Sherwood, Keith and Craig Idso

Hendry, A.P. and Kinnison, M.T. 1999. The pace of modern life: Measuring rates of contemporary microevolution. Evolution 53: 1637-1653.

Hoegh-Guldberg, O., Ortiz, J.C. and Dove, S. 2011. The future of coral reefs. Science 334: 1494-1495.

Levinton, J.S., Suatoni, E., Wallace, W., Junkins, R., Kelaher, B. and Allen, B.J. 2003. Rapid loss of genetically based resistance to metals after the cleanup of a Superfund site. Proceedings of the National Academies of Science USA 100: 9889-9891.

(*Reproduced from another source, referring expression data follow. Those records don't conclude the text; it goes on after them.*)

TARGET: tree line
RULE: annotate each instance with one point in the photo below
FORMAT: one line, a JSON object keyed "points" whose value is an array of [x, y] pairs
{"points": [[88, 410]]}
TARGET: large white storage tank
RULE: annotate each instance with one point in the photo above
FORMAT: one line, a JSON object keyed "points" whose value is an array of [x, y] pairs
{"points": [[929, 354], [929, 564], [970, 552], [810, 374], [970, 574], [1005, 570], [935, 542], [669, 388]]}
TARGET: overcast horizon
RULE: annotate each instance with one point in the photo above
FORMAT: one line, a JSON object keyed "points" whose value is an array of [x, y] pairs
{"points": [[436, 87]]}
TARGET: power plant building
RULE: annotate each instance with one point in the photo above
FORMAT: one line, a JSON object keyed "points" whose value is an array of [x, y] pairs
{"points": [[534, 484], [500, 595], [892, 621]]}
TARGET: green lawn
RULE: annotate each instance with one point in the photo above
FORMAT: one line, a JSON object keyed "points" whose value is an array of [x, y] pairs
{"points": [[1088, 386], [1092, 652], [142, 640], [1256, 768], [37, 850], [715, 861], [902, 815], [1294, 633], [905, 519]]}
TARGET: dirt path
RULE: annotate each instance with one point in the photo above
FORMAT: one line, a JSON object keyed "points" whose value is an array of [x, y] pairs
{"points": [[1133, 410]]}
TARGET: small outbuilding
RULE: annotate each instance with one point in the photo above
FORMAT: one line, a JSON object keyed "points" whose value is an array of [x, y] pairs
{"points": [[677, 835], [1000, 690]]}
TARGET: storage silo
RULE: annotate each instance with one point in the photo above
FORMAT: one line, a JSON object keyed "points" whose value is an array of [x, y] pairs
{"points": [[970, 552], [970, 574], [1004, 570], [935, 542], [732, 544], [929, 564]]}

Pal, C., Macia, M.D., Oliver, A., Schachar, I. and Buckling, A. 2007. Coevolution with viruses drives the evolution of bacterial mutation rates. Nature 450: 1079-1081.

Pandolfi, J.M., Connolly, S.R., Marshall, D.J. and Cohen, A.L. 2011a. Projecting coral reef futures under global warming and ocean acidification. Science 333: 418-422.

Pandolfi, J.M., Connolly, S.R., Marshall, D.J. and Cohen, A.L. 2011b. Response. Science 334: 1495-1496.

Tobler, M., Palacios, M., Chapman, L.J., Mitrofanov, I., Bierbach, D., Plath, M., Arias-Rodriguez, L., García de León, F.J. and Mateos M. 2011. Evolution in extreme environments: Replicated phenotypic differentiation in livebearing fish inhabiting sulfidic springs. Evolution 65: 2213-2228.

Woolfit, M. and Bromham, L. 2003. Increased rates of sequence evolution in endosymbiotic bacteria and fungi with small effective population sizes. Molecular Biology and Evolution 20: 1545-1555.